Writing is like playing darts. Each idea launched into the text is like an arrow aiming at the center of the circle. You need to know how much each one is worth to set the right strategy and score points. Like the player who sets the arrow’s goal on the target, you plan the destination of your text. Who is it talking to? What is the main idea? How will this content resonate with the reader?

These are basic questions that define where you want to go and provide support for knowing where to start. Every text is a path, but you need to chart the route for the reader. It’s not their responsibility to figure out the route alone. You need to signal the trail, give clues, pull them along and walk together.

While information is impersonal, communication is interpersonal. It’s not enough to write a text that’s just informative, if it doesn’t communicate with the reader. It’s necessary to think about the reader, how they will receive and understand the message. Communicating is about establishing a conversation, building a relationship.

According to the father of modern management, Peter Drucker, 60% of problems in a company are caused by communication failures. What does this tell us? People have difficulty understanding and making themselves understood. That’s why assertiveness in oral and written communication is so important.

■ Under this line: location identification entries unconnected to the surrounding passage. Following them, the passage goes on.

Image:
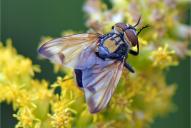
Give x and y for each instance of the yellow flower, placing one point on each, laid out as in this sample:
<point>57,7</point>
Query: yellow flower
<point>26,118</point>
<point>163,57</point>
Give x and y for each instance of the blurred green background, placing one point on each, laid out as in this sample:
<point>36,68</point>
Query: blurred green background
<point>25,22</point>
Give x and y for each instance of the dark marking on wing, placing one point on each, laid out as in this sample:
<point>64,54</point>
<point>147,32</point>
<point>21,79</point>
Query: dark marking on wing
<point>78,73</point>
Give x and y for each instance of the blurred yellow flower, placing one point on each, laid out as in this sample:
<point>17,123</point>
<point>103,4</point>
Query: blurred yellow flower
<point>163,57</point>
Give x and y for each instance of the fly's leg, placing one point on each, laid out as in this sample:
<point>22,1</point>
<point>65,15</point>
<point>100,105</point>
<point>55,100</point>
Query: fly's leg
<point>128,66</point>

I’ve seen this happen up close. Sharp demands for a task that wasn’t executed due to the simple lack of clarity in what had been requested in the first place. When there is no clear direction in the information, there is a lack of understanding and an abundance of personal interpretations.

You need to get straight to the point on the subject and convey confidence in what you’re saying, with clarity and objectivity, if you want to be assertive. Don’t be dry or boring. A good conversation or a good text has to have some spice.

If you want to hit the target, you need to understand the rules. Not to be bound by them, but to know how to play and throw the darts with a specific goal in mind. A well-written text starts from a defined premise, but leaves room for the reader to construct their own reflections.

To be assertive, your text needs to hit the bullseye of the idea. Only then will you hit the reader right on target.